Al hablar del secuestro contaban que los captores
aún no se habían puesto en contacto con la familia. Y,
sin darse tiempo para respirar entre información e información, mencionaban que la cifra que pedían los
captores era de 900 mil dólares. ¿Si no se pusieron
en contacto con la familia, cómo saben que querían
900 mil dólares? ¿Llamaron al canal? ¿Estarán implicados? Son muchas las preguntas y yo que no agendé
el teléfono particular de mi psicólogo.
Al llegar estos días, otro ritual del que no podemos
escapar, ni en los medios ni en los consultorios, es hacer
un balance del año. ¿Fue bueno o malo? La evaluación
personal, muchas veces, adolece del mismo defecto en
el que suelen incurrir los jueces de boxeo que, por lo
común, se dejan influenciar mucho más por el desarrollo de los últimos rounds que por todo el combate. En
enero, muchos todavía dudaban de si habría elecciones;
hoy tenemos un presidente con un ochenta por ciento
de imagen positiva. Un presidente que visita las pizzerías
asaltadas y que se desprende de su corbata francesa para
regalársela al obrero que se la elogió y que, con suerte,
tal vez tenga una camisa como para poder usarla. Un
presidente que en lo que va del año almorzó con Mirtha
Legrand tres veces: primero como candidato, a la semana como presidente electo y hace muy pocos días con
el Glaciar Perito Moreno, en la provincia de Santa Cruz,
como escenografía dominante.

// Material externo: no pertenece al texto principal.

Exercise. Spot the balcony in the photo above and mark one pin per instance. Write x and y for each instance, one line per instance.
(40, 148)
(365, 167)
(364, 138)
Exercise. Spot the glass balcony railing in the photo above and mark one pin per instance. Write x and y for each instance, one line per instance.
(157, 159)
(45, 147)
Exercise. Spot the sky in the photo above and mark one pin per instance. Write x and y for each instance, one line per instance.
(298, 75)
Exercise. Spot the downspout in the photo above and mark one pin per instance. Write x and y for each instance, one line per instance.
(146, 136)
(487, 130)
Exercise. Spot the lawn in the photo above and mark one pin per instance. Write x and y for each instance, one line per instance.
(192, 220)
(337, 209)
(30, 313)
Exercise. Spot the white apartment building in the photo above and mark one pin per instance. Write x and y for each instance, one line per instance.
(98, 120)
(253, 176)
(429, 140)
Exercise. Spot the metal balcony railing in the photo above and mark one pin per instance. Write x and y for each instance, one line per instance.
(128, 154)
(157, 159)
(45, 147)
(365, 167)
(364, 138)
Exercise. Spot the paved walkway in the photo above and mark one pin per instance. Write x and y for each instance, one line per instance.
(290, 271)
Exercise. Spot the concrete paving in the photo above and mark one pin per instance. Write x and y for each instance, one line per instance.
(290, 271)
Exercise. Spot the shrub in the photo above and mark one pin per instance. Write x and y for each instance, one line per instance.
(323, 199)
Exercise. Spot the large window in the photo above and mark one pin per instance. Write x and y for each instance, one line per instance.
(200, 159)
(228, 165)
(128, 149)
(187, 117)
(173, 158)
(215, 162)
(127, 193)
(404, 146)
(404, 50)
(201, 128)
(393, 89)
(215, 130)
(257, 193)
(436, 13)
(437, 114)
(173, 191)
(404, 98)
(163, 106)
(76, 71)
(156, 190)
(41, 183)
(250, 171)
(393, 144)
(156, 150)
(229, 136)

Tal vez la manera de entender mejor el desarrollo del año es repasar las frases
de Mirtha en uno y otro encuentro: en el primero su reflexión fue “y bueno, tal vez un poco de zurdaje no nos
venga mal”; en cambio, al terminar el último, sentenció:
“Los argentinos necesitábamos un presidente así.” ¿Habrá sido, entonces, un buen año? ¿Cómo hacer para
juzgarlo? Por ejemplo, para usted qué pesa más, ¿una
desocupación que no se puede bajar a pesar de los planes de asistencia, o tener un astro de la NBA? ¿Casos de
corrupción que no se resuelven o tener dos Top Ten en
tenis? ¿La imposibilidad de repartir a través de una tarjeta los planes de asistencia porque los beneficiarios no
completaron la escuela y no pueden entender su funcionamiento o tener una princesita de Holanda cincuenta
por ciento argentina? ¿Qué el FMI siga presionando o
que Boca haya ganado la Intercontinental?
Lo colectivo, en el fondo, es tan personal. Pero, ¿qué
nos interesa si el año 2003 ya termina? Lo importante
es que el año 2004 sea un feliz año para todos.